The deal will make way for participation of aviation majors in contest to manufacture and supply 114 jets to Air Force

NEW DELHI: India and the US are heading in the right direction on the defence technology-sharing pact. The two countries are expected to sign a deal at the upcoming 2+2 dialogue in Washington on December 19. The deal will make way for the participation of aviation majors in the contest to manufacture and supply 114 combat jets to the Indian Air Force.

A key Indo-US industry body feels that the best way to go ahead with procurement — valued at about $20 billion — is through a government-to-government deal to enable ‘Make in India’ and technology-sharing.

Untitled-19Sources told ET that the upcoming dialogue, being led by defence minister Rajnath Singh and external affairs minister S Jaishankar, will focus on renewed efforts to take forward the Defence Technology and Trade Initiative (DTTI) to include drone warfare, light-weight arms and virtual augmented reality.

It is expected that the two sides will sign the Industrial Security Annex (ISA) that will enable transfer of technology by a US firm to its Indian partners in the private sector. While several US companies, including Lockheed Martin and Boeing, are already working on defence products with Indian partners — mostly to meet offset obligations — the projects are primarily of the ‘build to print’ kind.

The ISA, sources said, would enable transfer of key high-end technology pieces regulated under the US law and would have safeguards to ensure that the information is protected under Indian law. “Basically, an ISA lets the US industry share sensitive US information and technology with Indian companies. Used effectively, it enables India to jump start its indigenous defence industry through much more sophisticated partnerships with the US industry,” US-India Strategic Partnership Forum senior adviser Vikram J Singh told ET.

The industry forum shares the perspective of several global aviation majors that the complex plan to build 114 fighter jets after a selection process would be best served under a government-to government deal that would assure transfer of technology.

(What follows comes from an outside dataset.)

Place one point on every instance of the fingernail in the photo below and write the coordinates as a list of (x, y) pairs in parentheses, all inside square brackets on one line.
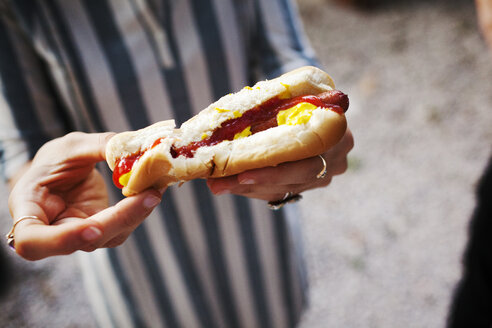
[(151, 201), (91, 234)]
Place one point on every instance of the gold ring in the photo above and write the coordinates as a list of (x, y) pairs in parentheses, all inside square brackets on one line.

“FMS, which is the government-to-government system for the United States, is probably the only way for this deal to work with a US firm. FMS is also desirable — there have been no incidents of corruption or scandal in billions of dollars of FMS transactions with India. Integrating into a global fleet of thousands of aircraft would do more to boost India’s defence industry than almost anything else,” Singh said.

As reported by ET, India and the US are unlikely to sign a key foundational defence agreement for mutual access to high accuracy Geo-Spatial maps as technical issues on sharing of data have still not been worked out. The pact will however come up for discussion during the meeting. Talks will also focus on revitalising the DTTI initiative that has little to show for in terms of projects but is currently being reworked. As reported by ET, a DTTI plan to share technology for building fighter jet engines has been ‘suspended’ but new areas of cooperation are being identified.